Eventually the cab passed a sign for the General Aviation building and Maggie jumped out, thrusting a wad of bills into the driver’s hand. She looked at her watch: the plane was due to take off in fourteen minutes.
She did her best to straighten herself out and to walk tall. She needed to look like the kind of woman who knew her way around a private airfield for the highest-paying corporate customer.
She strode up to the reception desk. ‘I’m afraid this is very urgent. I’m here for the AitkenBruce flight to Washington that leaves in a few minutes? I have some important documents to deliver to them.’
‘Are they flying out of nineteen or twenty-four today?’
‘You know, they didn’t say. Could you check for me?’
The woman tapped away at her computer. ‘It’s runway nineteen. I’ll let them know you’re here.’
Maggie turned around and headed for the door, the voice of the receptionist calling after her: ‘Miss! Excuse me! Someone’s coming to meet you here. You’re not to go out there. Miss!’
As she walked headlong into the wind, vicious in this flat expanse of asphalt, it was a struggle to maintain her confident, head-up-shoulders-back stride. Eventually she broke into a jog. She passed a sign for Runway 1 and, a full five minutes later, Runway 6. It was no good. There was just too much ground to cover. Her sides heaved: her battered ribs complained. She looked at her watch. Six minutes to take-off. She was never going to make it. But she had to: she was perhaps the only obstacle standing between Roger Waugh and Stephen Baker; the only one who could unravel the mystery that tied them together. Taking a deep breath, she drove herself into a faster jog, cursing all the damage that cigarettes and her own bloody-minded refusal ever to visit a gym had done to her poor lungs.

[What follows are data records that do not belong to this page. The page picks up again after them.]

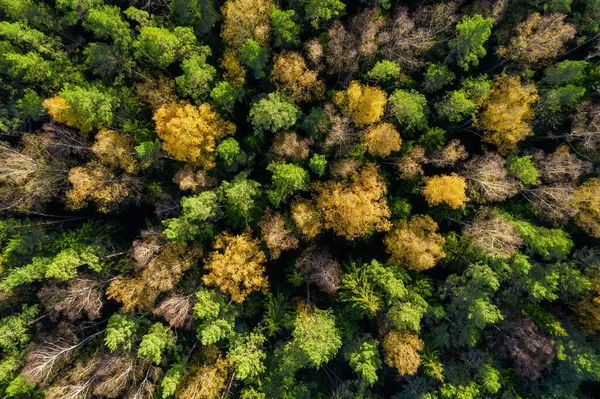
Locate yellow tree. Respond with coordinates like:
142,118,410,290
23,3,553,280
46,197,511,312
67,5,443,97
290,199,323,240
362,122,402,157
421,173,469,209
497,12,576,66
317,163,391,240
221,0,272,48
334,80,387,127
153,101,235,169
574,177,600,238
65,161,143,213
271,51,325,102
477,75,538,154
92,129,139,173
381,331,423,375
202,232,269,303
384,215,446,271
221,50,246,89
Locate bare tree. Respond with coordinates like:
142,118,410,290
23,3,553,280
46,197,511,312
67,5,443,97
488,317,556,380
522,183,577,223
38,275,104,321
463,208,523,258
462,152,517,203
296,245,342,294
152,295,194,330
533,145,592,183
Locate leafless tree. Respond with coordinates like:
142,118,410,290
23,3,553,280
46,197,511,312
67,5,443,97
533,145,592,183
461,152,517,203
296,246,342,294
38,275,104,321
463,208,523,258
153,295,194,330
522,183,577,224
488,317,556,380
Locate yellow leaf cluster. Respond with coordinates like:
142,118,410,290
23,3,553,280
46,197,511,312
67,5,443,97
221,50,246,89
92,129,139,173
271,51,325,102
421,173,469,209
574,177,600,238
221,0,272,48
317,163,391,240
382,331,423,375
362,122,402,157
334,80,387,127
290,199,323,240
106,243,198,312
477,75,538,154
65,161,142,213
258,209,298,259
42,96,87,132
176,356,229,399
153,101,235,169
384,215,446,271
202,232,269,303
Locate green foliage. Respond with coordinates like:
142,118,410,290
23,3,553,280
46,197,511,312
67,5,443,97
389,90,428,130
221,174,261,226
83,6,132,45
250,93,300,133
513,221,574,260
286,308,342,368
104,313,138,352
436,90,477,123
138,323,175,364
308,154,327,177
450,14,494,71
175,51,217,103
271,7,300,47
267,163,310,207
0,305,40,353
506,154,538,185
544,60,589,86
193,288,238,345
238,39,269,79
367,60,400,83
229,332,267,380
301,0,346,28
160,363,185,399
423,64,455,92
345,339,382,385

Finally, she saw a marker indicating that she was at Runway 19. Three minutes to take-off. She stood where she was, near three parked, golfcart-style airport buggies, and looked straight ahead.
Before her, separated by a grass strip perhaps seventy yards wide, was the sleek body of a Gulfstream jet. The top half was painted white, with a long curve of black just below the seven passenger portholes. At the rear, flanking the tail, were the mighty jet engines, already revving up. The noise was so loud she could feel it vibrating through her breastbone.